Estland 2: Vom Peipus-See zurück zur Küste
28. September 2019
Unser Besuch des Klosters Pühtitsa fand am Nachmittag statt, so dass wir uns anschließend erst einmal einen Platz für die Nacht suchen. In einem Wald-/Sumpfgebiet werden wir fündig, fahren hier am nächsten Tag über mehr oder weniger gute Forstwege weiter.
Bald ist der Peipus-See erreicht. Schöne Kirchen gibt es unterwegs recht häufig zu sehen. Zunächst ein Abstecher nach Osten nach Vasknarva, wo der Fluss Narva aus dem Peipus-See heraus beginnt und die Grenze zu Russland bildet. Das russisch-orthodoxe Kloster kann leider nicht besucht werden.
Unser Weg führt uns nun nahe am riesigen See entlang, der fast den Eindruck eines Meeres vermittelt. Immerhin ist er siebenmal so groß wie der Bodensee! Von kleinen Parkplätzen aus kann man durch die Kiefernwälder das Dünengelände am Ufer erreichen. Über uns kreisen die Seeadler. Kostenlose RMK-Camps (RMK ist die einheimische Forstverwaltung) bieten die Möglichkeit an schönen Stellen zu bleiben - zumindest außerhalb der Saison, denn in der Saison dürfte hier viel zu viel los sein.
In den Ortschaften wohnen vielfach Altgläubige, Angehörige einer Glaubensgemeinschaft, die im 17. Jahrhundert aus Russland geflohen sind. Der kleine Ort Kallaste ist ein typisches Beispiel für ein Dorf der Altgläubigen.
Alte Gerätschaften, Trucks, Maschinen faszinieren uns regelmäßig. Die teilweise als besonders sehenswert beschriebenen Roten Sandsteinfelsen von Kallaste überzeugen uns allerdings nicht.
Wir verlassen den Peipus-See; es geht über Tartu nach Westen Richtung Soomaa Nationalpark. Unterwegs schauen wir noch kurz beim Schloss Alatskivi vorbei, das nach Vorbild des Schlosses Balmoral in Schottland gebaut wurde. Später finden wir an einem kleineren See einen Platz für die Nacht.

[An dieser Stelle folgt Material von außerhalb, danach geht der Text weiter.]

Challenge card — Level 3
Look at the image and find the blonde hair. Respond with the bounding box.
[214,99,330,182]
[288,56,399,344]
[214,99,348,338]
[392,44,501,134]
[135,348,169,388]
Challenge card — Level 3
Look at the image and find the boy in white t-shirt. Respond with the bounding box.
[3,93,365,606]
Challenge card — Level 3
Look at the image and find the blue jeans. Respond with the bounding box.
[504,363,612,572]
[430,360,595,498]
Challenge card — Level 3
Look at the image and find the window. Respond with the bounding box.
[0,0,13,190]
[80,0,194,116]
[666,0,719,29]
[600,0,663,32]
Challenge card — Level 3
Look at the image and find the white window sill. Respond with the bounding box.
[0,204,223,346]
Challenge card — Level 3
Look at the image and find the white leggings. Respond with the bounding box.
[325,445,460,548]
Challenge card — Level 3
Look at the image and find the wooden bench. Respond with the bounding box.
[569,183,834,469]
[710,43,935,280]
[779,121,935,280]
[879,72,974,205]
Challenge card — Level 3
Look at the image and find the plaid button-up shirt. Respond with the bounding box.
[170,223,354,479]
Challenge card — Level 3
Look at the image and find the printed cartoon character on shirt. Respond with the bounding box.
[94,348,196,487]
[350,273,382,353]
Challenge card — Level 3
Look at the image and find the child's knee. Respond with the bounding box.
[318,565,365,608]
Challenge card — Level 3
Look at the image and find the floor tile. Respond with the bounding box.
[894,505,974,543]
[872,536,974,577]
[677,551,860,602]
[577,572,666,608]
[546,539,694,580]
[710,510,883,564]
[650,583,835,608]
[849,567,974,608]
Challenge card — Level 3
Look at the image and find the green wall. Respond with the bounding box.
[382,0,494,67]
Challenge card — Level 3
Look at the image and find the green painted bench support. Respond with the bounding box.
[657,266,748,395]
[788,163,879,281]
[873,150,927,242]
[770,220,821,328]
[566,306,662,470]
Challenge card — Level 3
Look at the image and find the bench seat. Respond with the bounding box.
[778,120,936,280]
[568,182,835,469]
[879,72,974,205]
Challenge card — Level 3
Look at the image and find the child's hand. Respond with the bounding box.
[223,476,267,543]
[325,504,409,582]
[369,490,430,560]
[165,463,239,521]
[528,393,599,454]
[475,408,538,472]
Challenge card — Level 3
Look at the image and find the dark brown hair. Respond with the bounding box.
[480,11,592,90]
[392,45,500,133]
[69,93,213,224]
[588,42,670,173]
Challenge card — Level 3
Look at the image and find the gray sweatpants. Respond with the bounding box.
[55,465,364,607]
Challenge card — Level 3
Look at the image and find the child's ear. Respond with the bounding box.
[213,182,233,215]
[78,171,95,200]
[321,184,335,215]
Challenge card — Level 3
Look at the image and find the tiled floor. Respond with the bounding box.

Am nächsten Tag hat sich das Wetter deutlich verschlechtert. In strömendem Regen durchfahren wir Viljandi. Im Nationalpark gibt es wieder RMK-Camps. Feuerholz liegt bereit, sogar das Spaltmaterial mit Erklärung zur richtigen Benutzung ist vorhanden. Bei der Wetterlage können wir allerdings das Angebot nicht nutzen.
In den nächsten Tagen herrscht ein Wechsel zwischen Wolken, Sonne und Regengüssen. Die Regenpausen nutzen wir für kürzere Wanderungen im Nationalpark, der ausgedehnte Wälder und Moorlandschaften schützt. Auf den im Frühjahr regelmäßig überfluteten Wiesen weiden wie althergebracht Rinder, um die Vegetation kurz zu halten.
Eine sehr schöne Wanderung führt auf Bohlenwegen durch das Moor. Wir haben Glück, erwischen wir doch genau das richtige kurzzeitige Schönwetterloch für dieses Gebiet. Libellen sonnen sich auf den Holzbohlen, das Torfmoos bringt Farbtupfer in die Landschaft. In der Ferne hören wir Kraniche, und dann sehen wir auch große Trupps über uns hinweg ziehen. Also scheint nun endlich der längst erwartete Vogelzug zu beginnen.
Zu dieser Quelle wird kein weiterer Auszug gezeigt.